Chaque année, entre 14 000 et 25 000 tonnes de crème solaire sont déversées dans les océans, lacs et rivières du globe. Il suffit de vingt minutes de baignade pour qu’un quart de la crème appliquée sur le corps se dissolve dans l’eau. Et les résidus, rincés sous la douche, finissent eux aussi leur course dans les eaux usées…
Or les filtres UV des crèmes solaires stressent et tuent les coraux, perturbent toute la chaîne alimentaire marine : microalgues, crustacés, mollusques, oursins… jusqu’aux poissons et grands mammifères comme les dauphins.

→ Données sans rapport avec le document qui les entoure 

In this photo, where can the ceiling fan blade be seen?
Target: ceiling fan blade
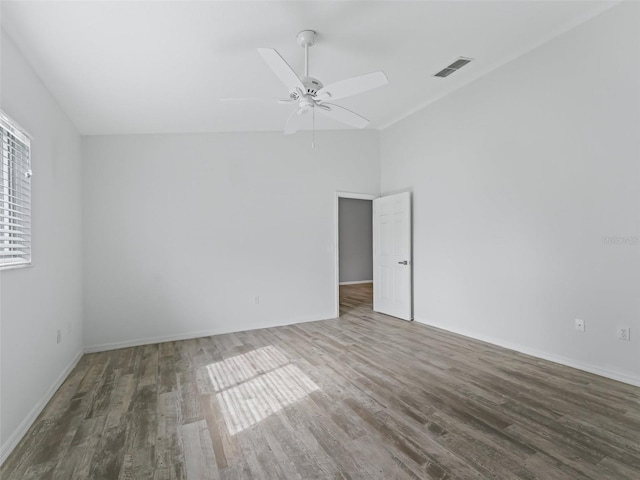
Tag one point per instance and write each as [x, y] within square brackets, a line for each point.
[282, 69]
[353, 85]
[343, 115]
[256, 100]
[293, 122]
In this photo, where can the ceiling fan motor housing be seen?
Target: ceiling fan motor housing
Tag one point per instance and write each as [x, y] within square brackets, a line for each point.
[312, 85]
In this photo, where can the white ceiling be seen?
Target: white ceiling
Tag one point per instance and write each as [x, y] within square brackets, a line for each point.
[159, 67]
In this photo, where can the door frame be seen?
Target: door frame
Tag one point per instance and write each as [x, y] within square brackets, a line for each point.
[338, 196]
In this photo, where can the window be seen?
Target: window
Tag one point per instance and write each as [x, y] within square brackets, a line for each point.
[15, 195]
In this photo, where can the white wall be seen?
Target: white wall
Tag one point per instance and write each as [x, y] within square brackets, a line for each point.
[182, 232]
[516, 179]
[355, 242]
[37, 301]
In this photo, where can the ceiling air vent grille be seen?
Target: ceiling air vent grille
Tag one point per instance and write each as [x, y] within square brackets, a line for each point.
[457, 65]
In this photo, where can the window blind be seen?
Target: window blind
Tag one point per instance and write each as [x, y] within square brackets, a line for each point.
[15, 195]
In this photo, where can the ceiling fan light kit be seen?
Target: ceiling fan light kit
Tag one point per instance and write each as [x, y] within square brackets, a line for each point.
[310, 94]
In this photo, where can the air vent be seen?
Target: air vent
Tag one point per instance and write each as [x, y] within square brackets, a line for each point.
[457, 65]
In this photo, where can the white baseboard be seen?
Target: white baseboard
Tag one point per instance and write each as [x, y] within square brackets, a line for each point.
[19, 432]
[103, 347]
[603, 372]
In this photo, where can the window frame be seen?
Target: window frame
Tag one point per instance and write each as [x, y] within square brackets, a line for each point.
[11, 175]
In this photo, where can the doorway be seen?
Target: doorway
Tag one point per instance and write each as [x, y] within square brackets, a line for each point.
[354, 252]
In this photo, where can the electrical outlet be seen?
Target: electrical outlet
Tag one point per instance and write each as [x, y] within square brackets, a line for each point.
[624, 333]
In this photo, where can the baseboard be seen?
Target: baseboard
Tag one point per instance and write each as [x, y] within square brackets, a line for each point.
[603, 372]
[103, 347]
[18, 433]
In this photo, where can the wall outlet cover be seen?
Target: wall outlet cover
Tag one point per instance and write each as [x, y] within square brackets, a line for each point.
[624, 333]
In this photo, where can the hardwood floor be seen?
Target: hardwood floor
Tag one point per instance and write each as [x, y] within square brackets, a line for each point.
[364, 396]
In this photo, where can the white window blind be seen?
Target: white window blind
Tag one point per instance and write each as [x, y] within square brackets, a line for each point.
[15, 195]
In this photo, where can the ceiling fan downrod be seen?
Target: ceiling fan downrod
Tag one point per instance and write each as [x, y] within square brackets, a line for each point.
[306, 39]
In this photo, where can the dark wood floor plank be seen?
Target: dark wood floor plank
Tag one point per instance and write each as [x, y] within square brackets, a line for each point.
[364, 396]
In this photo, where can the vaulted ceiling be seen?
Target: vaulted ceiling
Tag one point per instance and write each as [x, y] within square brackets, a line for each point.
[160, 67]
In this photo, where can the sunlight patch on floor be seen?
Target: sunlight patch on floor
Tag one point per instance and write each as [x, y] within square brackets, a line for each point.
[255, 385]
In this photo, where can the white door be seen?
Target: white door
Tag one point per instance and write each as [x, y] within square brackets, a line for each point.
[392, 255]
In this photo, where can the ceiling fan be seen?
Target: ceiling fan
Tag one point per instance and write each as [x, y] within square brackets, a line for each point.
[309, 94]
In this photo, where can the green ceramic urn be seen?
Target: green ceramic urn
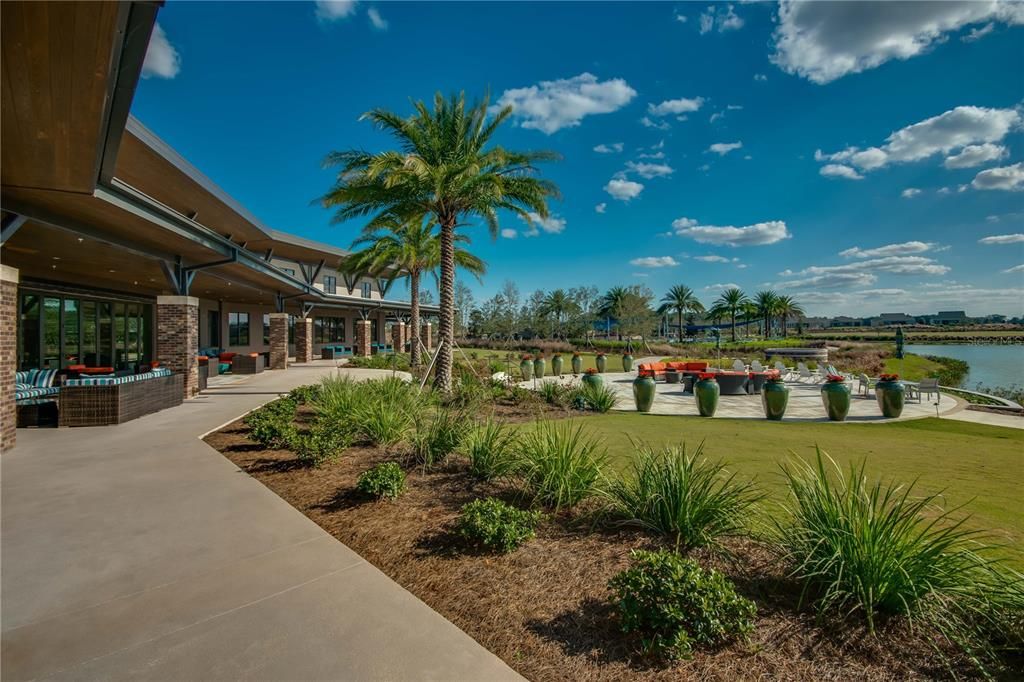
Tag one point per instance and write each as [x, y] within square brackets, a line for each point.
[556, 366]
[643, 393]
[836, 398]
[890, 397]
[706, 392]
[774, 398]
[577, 365]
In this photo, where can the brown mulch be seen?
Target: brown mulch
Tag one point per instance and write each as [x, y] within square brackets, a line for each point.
[544, 608]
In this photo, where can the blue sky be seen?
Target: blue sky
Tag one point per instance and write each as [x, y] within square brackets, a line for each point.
[862, 158]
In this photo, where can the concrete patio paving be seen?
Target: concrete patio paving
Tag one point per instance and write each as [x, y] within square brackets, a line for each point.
[138, 552]
[805, 401]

Il ne faut pas se fier aux labels affichés sur les produits : "reef friendly", "ocean respect" ou "protège les océans". Aucun n’est indépendant ou encadré au niveau national ou européen.
Heureusement, depuis deux ans, on observe un vrai changement dans la composition de certaines marques de crèmes qui montrent la voie en utilisant des composants bio ou des filtres minéraux à impact limité. Exemple : les crèmes La Rosée, Laboratoire de Biarritz, ou SVR.
Pour bien choisir sa crème, il est recommandé de fuir les quatre "O" (octocrylène, oxybenzone, octinoxate, oxyde de zinc) et d’utiliser des applications comme Yuka pour scanner les composants des cosmétiques.
Deux gestes simples peuvent faire la différence cet été :
- la règle des trente minutes : appliquer la crème trente minutes avant de plonger ;
- adopter le réflexe textile : la meilleure protection reste celle qui ne se dissout pas, vêtements en coton, chapeau et lunettes de soleil.
Protéger sa peau et protéger l’océan ne devraient plus être deux combats séparés.